Similar to both MRP1 and MRP2, MRP3 also has the capacity to transport organic anionic drugs and glucuronate-conjugated drugs; however, MRP3 exhibits a reduced capacity for GSH conjugates (Hirohashi et al., 1999), as well as a wide range of bile salts such as glycocholate, taurolithocholate-3-sulfate, and taurochenodeoxycholate-3-sulfate (Hirohashi et al., 2000; Zeng et al., 2000; Zelcer et al., 2001). In addition MRP3, in contrast to MRP1 and MRP2, does not require glutathione for mediating the transport of natural products (Zelcer et al., 2001).

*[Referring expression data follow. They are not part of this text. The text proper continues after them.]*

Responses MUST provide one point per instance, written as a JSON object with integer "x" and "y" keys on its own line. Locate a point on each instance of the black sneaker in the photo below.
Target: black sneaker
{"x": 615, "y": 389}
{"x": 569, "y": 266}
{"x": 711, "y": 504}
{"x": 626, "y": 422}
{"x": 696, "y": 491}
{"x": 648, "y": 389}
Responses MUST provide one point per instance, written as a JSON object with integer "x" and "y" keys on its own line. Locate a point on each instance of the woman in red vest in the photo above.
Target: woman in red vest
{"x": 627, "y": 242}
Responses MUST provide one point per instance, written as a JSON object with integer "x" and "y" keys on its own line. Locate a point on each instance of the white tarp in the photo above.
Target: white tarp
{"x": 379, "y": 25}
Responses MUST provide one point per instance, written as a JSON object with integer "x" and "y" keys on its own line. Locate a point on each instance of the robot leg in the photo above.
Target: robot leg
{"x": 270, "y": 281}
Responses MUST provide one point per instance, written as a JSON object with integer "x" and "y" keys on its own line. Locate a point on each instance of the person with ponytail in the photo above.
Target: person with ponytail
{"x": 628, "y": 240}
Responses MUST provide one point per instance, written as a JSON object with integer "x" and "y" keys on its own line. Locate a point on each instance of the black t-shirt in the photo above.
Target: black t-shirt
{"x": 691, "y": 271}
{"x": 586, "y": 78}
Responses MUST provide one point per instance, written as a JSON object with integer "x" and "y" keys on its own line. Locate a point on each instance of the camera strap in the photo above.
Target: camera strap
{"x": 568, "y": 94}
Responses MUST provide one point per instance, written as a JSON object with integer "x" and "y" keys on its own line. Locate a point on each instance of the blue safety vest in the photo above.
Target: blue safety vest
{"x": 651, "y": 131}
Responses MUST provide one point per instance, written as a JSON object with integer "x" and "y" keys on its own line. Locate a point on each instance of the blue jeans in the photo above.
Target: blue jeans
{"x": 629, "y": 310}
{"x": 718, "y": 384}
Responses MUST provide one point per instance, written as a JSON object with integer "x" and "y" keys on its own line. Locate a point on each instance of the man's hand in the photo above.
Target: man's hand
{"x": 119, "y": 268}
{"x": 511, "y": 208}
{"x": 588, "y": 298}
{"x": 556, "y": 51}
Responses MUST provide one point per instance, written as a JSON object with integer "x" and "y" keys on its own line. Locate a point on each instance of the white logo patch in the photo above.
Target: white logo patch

Substrates for MRP4 include folic acid, folinic acid (leucovorin), and methotrexate (Chen et al., 2002), as well as cAMP, cGMP, estradiol-17|3-D-glucuronide, bile acids (Chen et al., 2001; Lai and Tan, 2002; Van Aubel et al., 2002; Zelcer et al., 2003), and thiopurines (Wielinga et al. 2002). Recent literature also indicates that MRP4 is involved in the efflux of camptothecins, as shown in human MRP4 stably transfected HepG2 cells (Tian et al., 2005). MRP5 has an affinity for nucleotide-based substrates including anticancer thiopurine and thiogua-nine drugs, as well as the anti-HIV drug 9-(2-phosphonylmethoxyethyl)adenine (Wijnholds et al., 2000; Wielinga et al. 2002; Reid et al., 2003). Interestingly, organic anion such as benzbromarone and sulfinpyrazone inhibit MRP5, suggesting an affinity for anionic phosphate/phosphonate moieties (Wijnholds et al., 2000). With respect to the remaining MRP family members, MRP6 was shown to be involved in the transport of different natural cytotoxic agents such as etoposide, doxorubicin, and cisplatin in MRP6-transfected Chinese hamster ovary (CHO) cells (Belinsky et al. 2002), while MRP7 is also a lipophilic anion efflux transporter with an affinity for docotaxel and 17ß-estradiol-(17ß-D-glucuronide) (Chen et al., 2003; Hopper-Borge et al., 2004). MRP8 has been demonstrated to mediate the efflux of cyclic nucleotides (Guo et al., 2003).